Viendo que esos tíos se limitaban a mirar y que preferían disfrutar de los porros y la cerveza que de una mamada, cuando Paula tuvo su segundo orgasmo, le dije que se pusiera bien la ropa que nos íbamos. Yendo hacia casa bromeamos sobre cómo había decaído la lascivia de los universitarios.
Ya en mi calle, antes de subir a casa paramos en un bar para tomar un café y seguir jugando con el vibrador. Como ya sólo quedaban dos personas más, pedí otros cafés para hacer tiempo. Se fueron y le dije al dueño del bar, un chino amiguete mío, que bajase la persiana, que le ayudábamos a limpiar.
Cerró al público y sacó un cepillo y un recogedor. se lo di a Paula para que barriese mientras el chino preparaba el cubo y la fregona. "Quítate la falda, no te la vayas a manchar" Le indiqué al chino que se sentase junto a mi para verla mientras limpiaba y me ofreció una cerveza. "No, un agua con gas, que luego tengo que estar al 100% para follarme a esta zorra".

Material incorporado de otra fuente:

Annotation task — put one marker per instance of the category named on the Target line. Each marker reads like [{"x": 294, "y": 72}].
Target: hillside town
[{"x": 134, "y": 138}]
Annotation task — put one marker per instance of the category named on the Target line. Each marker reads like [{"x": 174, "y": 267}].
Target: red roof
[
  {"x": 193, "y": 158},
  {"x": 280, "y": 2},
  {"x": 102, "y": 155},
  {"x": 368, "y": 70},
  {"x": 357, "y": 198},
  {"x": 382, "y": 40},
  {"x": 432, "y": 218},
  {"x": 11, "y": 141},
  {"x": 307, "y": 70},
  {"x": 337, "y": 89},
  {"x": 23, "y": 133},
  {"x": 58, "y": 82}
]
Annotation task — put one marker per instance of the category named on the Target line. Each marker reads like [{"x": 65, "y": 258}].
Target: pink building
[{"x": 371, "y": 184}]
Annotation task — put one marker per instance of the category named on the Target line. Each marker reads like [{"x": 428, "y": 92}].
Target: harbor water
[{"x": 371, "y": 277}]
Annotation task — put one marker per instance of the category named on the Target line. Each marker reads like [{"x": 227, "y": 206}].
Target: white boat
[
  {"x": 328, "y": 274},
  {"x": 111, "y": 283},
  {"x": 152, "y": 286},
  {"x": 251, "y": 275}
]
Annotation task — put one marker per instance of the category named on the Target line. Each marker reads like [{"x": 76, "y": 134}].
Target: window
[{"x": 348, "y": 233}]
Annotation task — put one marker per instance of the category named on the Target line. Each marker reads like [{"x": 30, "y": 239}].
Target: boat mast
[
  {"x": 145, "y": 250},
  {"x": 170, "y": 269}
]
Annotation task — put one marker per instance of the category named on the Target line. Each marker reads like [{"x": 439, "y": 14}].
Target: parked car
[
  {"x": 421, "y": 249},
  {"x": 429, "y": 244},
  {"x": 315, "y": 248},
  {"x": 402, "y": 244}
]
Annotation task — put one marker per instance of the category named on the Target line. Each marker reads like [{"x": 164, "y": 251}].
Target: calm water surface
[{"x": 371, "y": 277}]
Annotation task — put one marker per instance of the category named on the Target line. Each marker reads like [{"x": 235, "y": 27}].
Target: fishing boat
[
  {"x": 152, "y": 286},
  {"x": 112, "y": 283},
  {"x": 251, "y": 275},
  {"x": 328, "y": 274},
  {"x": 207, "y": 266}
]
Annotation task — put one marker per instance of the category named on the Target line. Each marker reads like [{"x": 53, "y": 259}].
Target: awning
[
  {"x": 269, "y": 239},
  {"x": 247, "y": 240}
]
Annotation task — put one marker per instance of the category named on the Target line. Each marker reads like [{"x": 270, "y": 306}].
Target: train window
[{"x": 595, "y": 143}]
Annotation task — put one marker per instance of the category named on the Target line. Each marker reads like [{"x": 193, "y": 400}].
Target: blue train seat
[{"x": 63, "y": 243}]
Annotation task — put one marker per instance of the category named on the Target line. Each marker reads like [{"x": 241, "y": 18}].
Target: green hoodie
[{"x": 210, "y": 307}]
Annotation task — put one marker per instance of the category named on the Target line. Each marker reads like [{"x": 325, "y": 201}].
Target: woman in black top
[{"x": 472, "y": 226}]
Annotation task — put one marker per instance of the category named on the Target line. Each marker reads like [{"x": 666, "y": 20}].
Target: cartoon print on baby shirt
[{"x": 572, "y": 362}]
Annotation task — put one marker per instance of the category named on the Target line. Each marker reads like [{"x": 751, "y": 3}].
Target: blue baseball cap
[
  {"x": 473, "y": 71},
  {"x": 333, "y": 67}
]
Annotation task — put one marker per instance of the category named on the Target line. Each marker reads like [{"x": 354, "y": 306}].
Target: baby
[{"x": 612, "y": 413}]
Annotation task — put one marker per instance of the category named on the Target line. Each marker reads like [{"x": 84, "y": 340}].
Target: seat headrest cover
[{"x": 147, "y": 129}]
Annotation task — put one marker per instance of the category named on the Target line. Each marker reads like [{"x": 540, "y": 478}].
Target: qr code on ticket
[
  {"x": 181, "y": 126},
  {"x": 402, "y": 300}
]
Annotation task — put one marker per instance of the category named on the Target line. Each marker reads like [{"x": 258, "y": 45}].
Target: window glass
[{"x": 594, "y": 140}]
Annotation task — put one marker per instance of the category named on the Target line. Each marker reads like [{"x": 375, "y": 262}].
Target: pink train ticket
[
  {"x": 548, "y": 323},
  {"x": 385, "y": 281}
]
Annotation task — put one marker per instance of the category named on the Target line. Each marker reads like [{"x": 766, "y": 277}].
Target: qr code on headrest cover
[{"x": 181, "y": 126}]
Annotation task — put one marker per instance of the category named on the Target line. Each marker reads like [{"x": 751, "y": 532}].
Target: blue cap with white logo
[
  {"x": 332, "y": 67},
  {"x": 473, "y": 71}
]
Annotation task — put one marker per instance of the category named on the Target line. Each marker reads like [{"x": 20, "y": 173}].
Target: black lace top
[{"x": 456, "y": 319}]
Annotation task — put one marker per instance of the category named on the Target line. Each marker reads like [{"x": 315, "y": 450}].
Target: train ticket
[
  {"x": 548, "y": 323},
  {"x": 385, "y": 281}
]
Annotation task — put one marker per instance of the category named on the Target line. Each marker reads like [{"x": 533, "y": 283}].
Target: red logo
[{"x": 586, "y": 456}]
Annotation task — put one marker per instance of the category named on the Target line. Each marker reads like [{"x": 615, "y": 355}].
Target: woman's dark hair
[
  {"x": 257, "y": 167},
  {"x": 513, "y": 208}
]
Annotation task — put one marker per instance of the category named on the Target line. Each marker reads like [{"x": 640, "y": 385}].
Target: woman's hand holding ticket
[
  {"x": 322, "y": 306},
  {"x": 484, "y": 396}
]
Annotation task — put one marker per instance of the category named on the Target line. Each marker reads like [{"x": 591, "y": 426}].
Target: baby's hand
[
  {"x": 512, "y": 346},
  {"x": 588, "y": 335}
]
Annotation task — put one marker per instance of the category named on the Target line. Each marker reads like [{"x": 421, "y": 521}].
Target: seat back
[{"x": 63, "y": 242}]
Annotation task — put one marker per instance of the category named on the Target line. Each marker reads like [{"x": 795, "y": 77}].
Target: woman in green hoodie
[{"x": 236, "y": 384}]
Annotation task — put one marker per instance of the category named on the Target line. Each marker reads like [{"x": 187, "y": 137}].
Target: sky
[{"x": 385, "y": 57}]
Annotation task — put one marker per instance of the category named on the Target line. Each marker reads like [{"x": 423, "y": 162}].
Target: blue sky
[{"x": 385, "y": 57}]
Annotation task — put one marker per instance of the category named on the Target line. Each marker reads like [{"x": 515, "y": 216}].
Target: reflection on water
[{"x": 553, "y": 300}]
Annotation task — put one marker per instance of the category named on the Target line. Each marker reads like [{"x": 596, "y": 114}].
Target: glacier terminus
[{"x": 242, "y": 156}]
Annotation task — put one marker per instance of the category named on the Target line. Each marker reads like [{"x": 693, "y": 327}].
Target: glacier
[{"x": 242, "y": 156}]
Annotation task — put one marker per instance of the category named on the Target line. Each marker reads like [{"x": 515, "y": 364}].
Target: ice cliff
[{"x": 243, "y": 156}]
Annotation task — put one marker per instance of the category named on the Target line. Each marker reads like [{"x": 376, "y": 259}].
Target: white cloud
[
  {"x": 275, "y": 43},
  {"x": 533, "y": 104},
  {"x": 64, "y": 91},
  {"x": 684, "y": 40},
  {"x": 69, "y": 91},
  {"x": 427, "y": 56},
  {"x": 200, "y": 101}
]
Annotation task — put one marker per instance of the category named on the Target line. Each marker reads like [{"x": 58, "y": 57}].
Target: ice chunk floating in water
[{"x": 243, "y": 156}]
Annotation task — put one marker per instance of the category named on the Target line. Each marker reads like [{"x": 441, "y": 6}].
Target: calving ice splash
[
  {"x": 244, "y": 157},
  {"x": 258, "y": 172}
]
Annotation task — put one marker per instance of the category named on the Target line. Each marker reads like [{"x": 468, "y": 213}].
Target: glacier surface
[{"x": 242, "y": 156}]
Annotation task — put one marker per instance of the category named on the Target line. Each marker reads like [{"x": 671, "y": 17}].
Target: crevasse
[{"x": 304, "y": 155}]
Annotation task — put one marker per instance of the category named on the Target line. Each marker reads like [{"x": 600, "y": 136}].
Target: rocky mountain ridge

Se sentó a mi lado y le expliqué lo que la perrita llevaba en las entrañas. Él estuvo jugando con el mando a distancia y cuando bromeé sobre el bulto de su pantalón sacó su ridículo micropene amarillo y se masturbó. Paula limpió los restos de la virilidad asiática derramados sobre la mesa, recogió todo y nos subimos a casa.
En mi dormitorio pasé revista a la ropa que llevaba en el maletín. Todo correcto. Después me burlé de que ni los cuatro tíos del parque ni el chino le hubiesen siquiera tocado. "Que afortunada eres de tenerme aquí". "Sí" respondió austeramente. Le crucé la cara de una bofetada. "Sí, Amo, soy una perra afortunada".